Introduction: The following is an email that David Vineyard sent me following my request for a photo of mystery writer Philip MacDonald. A photo’s since been found, but I thought the rest of David’s comments were worth sharing.

— Steve

   I know a lot of classical detective fans don’t care for MacDonald because he tends toward suspense and even melodrama, but I’ve always thought his best books a sort of antidote to the driest and most formal of the golden age.

R. AUSTIN FREEMAN

   I love a good puzzler, but some of the practitioners sometimes forgot that one of the essential parts of the definition of mystery involves some sort of emotional response, not merely intellectual stimulation. Only Freeman ever managed to be dull and interesting, and Dr. Thorndyke is a hard act to follow and most got the dull part right, but not the interesting part.

   Thorndyke is unique among fictional detectives in that he came first, and then the real life model, Sir Bernard Spilsbury. Most people don’t realise how much impact Thorndyke had on actual forensic investigation. I don’t know if it still is that way, but the box the forensic kit used to be carried in was always green after Thorndyke’s green forensics kit.

   Much of the actual procedure of evidence collection used by the Yard and then by police around the world was taken from Freeman’s descriptions, and the actual forensics box based on his.

   I ran across a terrific article in a 1914 issue of the New York Times on their archive site. Seems when Thomas Hanshew, author of the “Cleek, Man of Forty Faces” books (John Dickson Carr was a huge fan), was suspected to have been Bertha M. Clay when he died.

   Hanshew, an actor who was one of Ellen Terry’s stock company, and died in England where he was living (and where the Cleek books are set), was a hugely prolific writer who wrote some 150 novels.

BERTHA CLAY

   Clay, who was Charlotte M. Brame, was a popular writer of books for women (notably young women) whose work was issued in paperbound editions similar to the Nick Carter Nickel Library.

   When she died in 1884 Street and Smith were unwilling to give up the golden goose, and apparently Hanshew, John Corryell (Nick Carter), and others took over, sometime writing from her notes, other times probably writing their own books.

   The article is particularly kind to both Hanshew and Clay, and not the least snobbish (well, a little when it refers to her young female readers with mint on their breath — waiting in vain, we assume, for that first kiss), and even gives a few examples of how Hanshew changed Clay’s originals to his own style.

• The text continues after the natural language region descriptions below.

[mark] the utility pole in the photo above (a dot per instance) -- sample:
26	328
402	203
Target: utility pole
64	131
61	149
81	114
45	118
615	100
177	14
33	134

   The article comes complete with a very nice drawing of Hanshew, who was a handsome fellow. If you have never read the Hanshew books, many of them can be downloaded from Google Books On-Line library, and while they are full of melodrama and over the top writing, you will begin to see what Carr liked about them. I freely admit I sometimes get my fill of the literary and want something bad but fun. Hanshew made the cut in Bill Pronzini’s Gun in Cheek books, and deserves it. He is a true alternative classic.

THOMAS HANSHEW

   Hanshew doesn’t play fair as a detective novelist, but Cleek is an interesting character. The heir of a royal throne, he is the finest cracksman in London (The Vanishing Cracksman), but as usual true love turns his hand and he reforms, being hired by Maverick Narkom (great name) Superintendent of Scotland Yard as a consulting detective.

   High handed and theatrical (as you might expect from an actor) the books are bad writing at its best. One of the stories seems to me may have been the source for one of Dorothy Sayers Wimsey shorts, the one where Lord Peter finds the sculptor is hiding real bodies in his bronzes.

   Impossible crimes and locked rooms are common stuff, but the solutions are often of the poison unknown to science type. The Google edition available of Cleek of Scotland Yard includes the photos from either a silent film or play (I’m not sure which).

   Little as either Clay or Hanshew is known now, it seem strange that they should have merited a New York Times article in 1914. Anyway, sometime you might treat yourself to a taste of Cleek, his true love Alicia, his servant Dollops, Mr. Maverick Narkom, and Margot, Queen of the Apaches (French Apaches, not American ones). Readers once read this breathlessly, and truth be told even today they can take your breath away, though not perhaps as they intended to.